We walked to our table, guided by a sommelier. The air was cool even though it was spring, so there were heaters on the patios.
The server set a big charcuterie board before us, and we dug in with gusto. Brie, prosciutto, peppery salami, olives, grapes, jams, nutty crackers, sourdough bread, goat cheese—all of it just for us two.
We ate. We sipped. We laughed. We became friends with Bridgette, our server. We became friends with a couple celebrating their thirty-sixth wedding anniversary at the table across from us, Michael and Laura. They bought a bottle of wine and shared it with us. My mouth turned purple, and Gabe’s did, too.
Bridgette, Michael, and Laura all thought we were a couple. We didn’t set anyone straight. We told our new friends about our mutual childhood crushes, about being in high school and writing poems for each other, all romantic and dramatic.

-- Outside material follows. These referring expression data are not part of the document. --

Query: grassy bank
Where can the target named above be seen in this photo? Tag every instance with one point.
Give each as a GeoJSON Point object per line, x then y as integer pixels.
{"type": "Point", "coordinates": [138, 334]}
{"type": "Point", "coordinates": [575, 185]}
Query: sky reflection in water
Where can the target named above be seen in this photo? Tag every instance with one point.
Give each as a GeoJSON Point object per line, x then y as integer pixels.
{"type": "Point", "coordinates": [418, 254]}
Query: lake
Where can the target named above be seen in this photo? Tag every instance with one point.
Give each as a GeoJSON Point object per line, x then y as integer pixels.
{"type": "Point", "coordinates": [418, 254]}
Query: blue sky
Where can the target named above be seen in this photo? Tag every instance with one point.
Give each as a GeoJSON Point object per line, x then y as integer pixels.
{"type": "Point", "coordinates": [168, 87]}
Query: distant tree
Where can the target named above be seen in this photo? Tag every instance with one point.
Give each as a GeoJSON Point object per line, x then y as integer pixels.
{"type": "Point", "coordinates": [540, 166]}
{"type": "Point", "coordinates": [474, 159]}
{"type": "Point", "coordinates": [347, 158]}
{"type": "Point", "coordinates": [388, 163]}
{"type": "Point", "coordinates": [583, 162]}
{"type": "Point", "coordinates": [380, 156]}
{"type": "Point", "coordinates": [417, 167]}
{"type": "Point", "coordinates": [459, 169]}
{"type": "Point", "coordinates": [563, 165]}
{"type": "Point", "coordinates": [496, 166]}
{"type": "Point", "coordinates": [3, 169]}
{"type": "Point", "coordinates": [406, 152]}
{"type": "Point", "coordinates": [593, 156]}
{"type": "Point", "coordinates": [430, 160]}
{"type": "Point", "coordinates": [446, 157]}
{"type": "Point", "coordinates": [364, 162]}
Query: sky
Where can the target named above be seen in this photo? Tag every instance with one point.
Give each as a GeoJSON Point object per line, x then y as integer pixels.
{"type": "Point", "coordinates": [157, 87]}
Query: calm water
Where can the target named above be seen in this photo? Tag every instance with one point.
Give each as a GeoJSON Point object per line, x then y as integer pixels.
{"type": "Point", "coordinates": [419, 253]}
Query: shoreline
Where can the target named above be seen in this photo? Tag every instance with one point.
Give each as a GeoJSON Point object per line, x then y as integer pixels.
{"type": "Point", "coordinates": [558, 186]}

“I fell in love with her before I even knew what love was,” Gabe said, tipsy and truthful. He squeezed my hand across the table. “She’s how I learned what love was.”
I swooned.Does he mean it?Deep down, as terrifying as it was to admit, I knew that he meant it.
“He makes me feel like I’m perpetually a lovesick teenager,” I joked. But it wasn’t a joke. It was the God-awful-break-my-heart truth.
We didn’t tell our new friends about my twenty-first birthday. We didn’t mention Jordan. In this perfect afternoon, we wrote the story the way it happened in my dreams. We stayed at the winery for the whole afternoon.
Our Lyft picked us up as it edged closer to evening and drove us home. I rested my tipsy, sunburnt head against Gabe’s shoulder the entire ride back.
“Can this be my new spot,” I whispered. My filter melted away under the West Coast sunshine
He laced his fingers in mine and said, “It’s yours whenever you want it.”